Acting Under Secretary of Transportation for Policy
- In office July 2019 – January 20, 2021
- President: Donald Trump
- Preceded by: Derek Kan
- Succeeded by: Carlos Monje

Assistant Secretary of Transportation for Aviation and International Affairs
- In office January 2, 2019 – January 20, 2021
- President: Donald Trump
- Preceded by: Susan Kurland
- Succeeded by: Annie Petsonk

Personal details
- Party: Republican
- Spouse: Chiling Tong
- Education: Georgetown University (BA) Harvard University (MBA)

Military service
- Allegiance: United States
- Branch/service: United States Army
- Rank: Captain
- Unit: 11th Armored Cavalry Regiment

= Joel Szabat =

American government official and former military officer

Joel Szabat is a former American government official and military officer serving on the Amtrak Board of Directors since 2024. He previously served as Assistant Secretary of Transportation for Aviation and International Affairs.

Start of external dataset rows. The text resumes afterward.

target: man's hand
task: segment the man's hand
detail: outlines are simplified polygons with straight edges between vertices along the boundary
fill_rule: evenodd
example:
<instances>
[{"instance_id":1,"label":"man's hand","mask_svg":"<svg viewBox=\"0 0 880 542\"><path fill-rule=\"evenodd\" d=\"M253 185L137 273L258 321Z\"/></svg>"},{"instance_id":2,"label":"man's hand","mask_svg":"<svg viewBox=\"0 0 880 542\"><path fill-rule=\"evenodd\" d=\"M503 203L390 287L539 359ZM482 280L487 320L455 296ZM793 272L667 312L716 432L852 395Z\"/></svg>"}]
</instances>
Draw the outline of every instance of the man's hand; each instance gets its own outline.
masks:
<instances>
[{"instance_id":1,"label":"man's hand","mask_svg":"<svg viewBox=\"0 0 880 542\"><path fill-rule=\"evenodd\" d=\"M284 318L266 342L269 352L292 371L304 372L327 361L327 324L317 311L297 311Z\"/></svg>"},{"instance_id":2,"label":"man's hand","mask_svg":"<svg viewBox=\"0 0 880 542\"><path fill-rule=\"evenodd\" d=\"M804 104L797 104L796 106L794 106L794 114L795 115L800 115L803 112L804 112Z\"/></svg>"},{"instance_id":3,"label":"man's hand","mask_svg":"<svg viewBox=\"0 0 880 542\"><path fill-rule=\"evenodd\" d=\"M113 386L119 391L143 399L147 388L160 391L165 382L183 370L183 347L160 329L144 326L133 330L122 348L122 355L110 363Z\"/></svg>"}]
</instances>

==Department of Transportation==

Szabat first joined the Department of Transportation in 2002. He served in several positions, including Deputy Assistant Secretary for Management and Budget, Deputy Assistant Secretary for Policy, Deputy Assistant Secretary for Aviation and International Affairs, and executive director of the United States Maritime Administration. In 2009, Szabat was the department's designated federal official for overseeing $48 billion of transportation infrastructure investments from the American Recovery and Reinvestment Act of 2009 that led to the construction of 15,000 transportation infrastructure projects.

In 2005, Szabat was assigned to the Embassy of the United States, Baghdad as the Transportation Counselor to the U.S. ambassador to Iraq; he also led U.S. government efforts to rebuild airports, ports and railroads in Iraq. In 2006–2007, Szabat was the Chief of Staff to Administrator Steve Preston of the Small Business Administration, before returning to the Department of Transportation.

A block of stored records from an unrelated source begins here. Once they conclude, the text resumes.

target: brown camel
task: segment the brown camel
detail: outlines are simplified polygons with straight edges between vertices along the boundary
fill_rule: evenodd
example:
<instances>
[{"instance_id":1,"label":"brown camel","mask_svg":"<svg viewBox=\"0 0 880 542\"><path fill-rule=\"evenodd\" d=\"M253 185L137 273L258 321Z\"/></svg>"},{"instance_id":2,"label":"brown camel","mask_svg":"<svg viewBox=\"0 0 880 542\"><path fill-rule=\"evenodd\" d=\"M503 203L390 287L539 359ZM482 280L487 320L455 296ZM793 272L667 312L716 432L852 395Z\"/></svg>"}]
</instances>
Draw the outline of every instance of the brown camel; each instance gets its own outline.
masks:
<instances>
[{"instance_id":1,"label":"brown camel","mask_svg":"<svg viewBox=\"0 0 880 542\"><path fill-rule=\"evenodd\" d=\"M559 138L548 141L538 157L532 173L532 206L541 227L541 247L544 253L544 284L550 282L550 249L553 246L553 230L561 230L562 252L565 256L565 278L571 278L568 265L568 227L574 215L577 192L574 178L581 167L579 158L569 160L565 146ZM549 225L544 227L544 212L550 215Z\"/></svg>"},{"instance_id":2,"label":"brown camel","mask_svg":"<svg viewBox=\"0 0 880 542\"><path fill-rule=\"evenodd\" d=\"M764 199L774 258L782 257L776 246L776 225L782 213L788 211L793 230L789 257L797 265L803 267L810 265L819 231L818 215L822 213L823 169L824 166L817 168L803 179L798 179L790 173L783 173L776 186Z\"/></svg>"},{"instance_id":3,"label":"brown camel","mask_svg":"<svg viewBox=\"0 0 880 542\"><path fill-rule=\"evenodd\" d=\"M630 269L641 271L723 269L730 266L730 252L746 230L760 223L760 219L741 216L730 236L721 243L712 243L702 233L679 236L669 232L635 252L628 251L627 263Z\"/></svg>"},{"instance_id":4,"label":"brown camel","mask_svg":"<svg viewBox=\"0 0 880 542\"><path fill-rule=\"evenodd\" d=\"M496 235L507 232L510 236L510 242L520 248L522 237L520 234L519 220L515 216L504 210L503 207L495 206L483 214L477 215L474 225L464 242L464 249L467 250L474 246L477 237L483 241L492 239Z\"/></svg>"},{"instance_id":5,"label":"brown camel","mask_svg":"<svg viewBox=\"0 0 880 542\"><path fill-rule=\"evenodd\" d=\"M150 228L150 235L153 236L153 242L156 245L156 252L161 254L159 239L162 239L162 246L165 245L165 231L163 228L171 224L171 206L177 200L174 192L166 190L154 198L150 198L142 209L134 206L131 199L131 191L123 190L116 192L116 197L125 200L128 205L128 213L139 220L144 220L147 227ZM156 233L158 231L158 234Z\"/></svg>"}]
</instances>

In August 2018, Szabat was nominated by President Donald Trump to become Assistant Secretary of Transportation for Aviation and International Affairs. He was confirmed by the United States Senate in a unanimous voice vote on January 2, 2019. Szabat became Acting Under Secretary in June, 2019.

The Under Secretary is the third-highest position in the Department of Transportation, after the Secretary and Deputy Secretary. Szabat was one of the original members of the White House COVID-19 Task Force, representing the Department of Transportation. He announced efforts to limit airline passengers from infected parts of the globe from travelling to the United States, early in the pandemic, at a White House press conference in January, 2020. He and Dr. Anthony Fauci were the only two original COVID Task Force members to continue on into the Biden administration.

==Amtrak Board of Directors==

In January, 2023, President Biden nominated Szabat to be a Director of the Amtrak Board of Directors. He was confirmed by the Senate on January 23, 2024.

==Other Ventures==

Prior to first joining the Department of Transportation, Szabat worked as a Principal Consultant for transportation in the California State Assembly, as a management adviser in the United States Environmental Protection Agency, and for a private sector management consultancy. He was a cavalry officer in the U.S. Army, commanding soldiers patrolling the East-West German border during the Cold War. Szabat and his wife, Chiling Tong, founded the International Leadership Foundation, a non-profit corporation that promotes the civic awareness, involvement and effectiveness of Asian Americans and Pacific Islanders.

On January 1, 2023, Joel Szabat joined Strong Port Strategies (SPS) as the President of Aviation Strategies. In addition to aviation consulting and airport consulting, Joel also has a maritime, rail, and supply chain background. Strong Port Strategies provides port consulting services to help public entities, including port authorities, and private entities, such as marine terminal operators and airlines, navigate the grant application process, and advises companies that want to market their products or services to the transportation sector.